Earlier today, Judge Mary Arden handed down her ruling in a London court, stating that Ivey had "achieved his winnings through manipulating" the odds in his favor, and that he was not entitled to the $10 million+ that he won in Crockfords in 2012.
While Crockfords obviously rejoiced at the judge's decision, Ivey and his legal team were mystified. Here is what Ivey said in a statement:
"This decision makes no sense. The trial judge said that I was not dishonest and the three appeal judges agreed but somehow the decision has gone against me. Can someone tell me how you can have honest cheating?"
In a separate statement, Phil Ivey's lawyer, Matthew Dowd of Archerfield Partners LLP, had this to say:
"The Court of Appeal's decision leaves the law totally unclear as to what constitutes cheating at gambling. Four judges have looked at this issue now and none of them have been able to agree to the correct intepretation of section 42 of the Gambling Act. It is essential that the law is clarified and in light of today's decision we are seeking permission to appeal to the Supreme Court."
Ivey is currently involved in two cases that could potentially see him lose over $20 million of winnings.
Crockfords refused to pay out Ivey on more than $10 million in Punto Banco winnings in 2012, after alleging that Ivey had cheated to win.

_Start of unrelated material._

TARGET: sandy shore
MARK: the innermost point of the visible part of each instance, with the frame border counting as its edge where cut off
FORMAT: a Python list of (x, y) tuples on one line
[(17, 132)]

Ivey admitted to using "edge sorting" to gain an advantage over the casino, though he and his legal team argued that he was merely pressing any edge possible and was not cheating.
Shortly after Crockfords refused to pay out, the Borgata in the United States filed suit against Ivey to recoup $9.6 million. The Borgata alleges that Ivey and an associate had used edge sorting to obtain an unfair advantage over the casino and they wanted their money back. That case remains in the court system as well.
Neither the Crockfords nor the Borgata case has gone Ivey's way so far. The way that things are going, Ivey could very well be out $20 million when all is said and done, and that doesn't include the likely millions of dollars that he has spent on legal fees.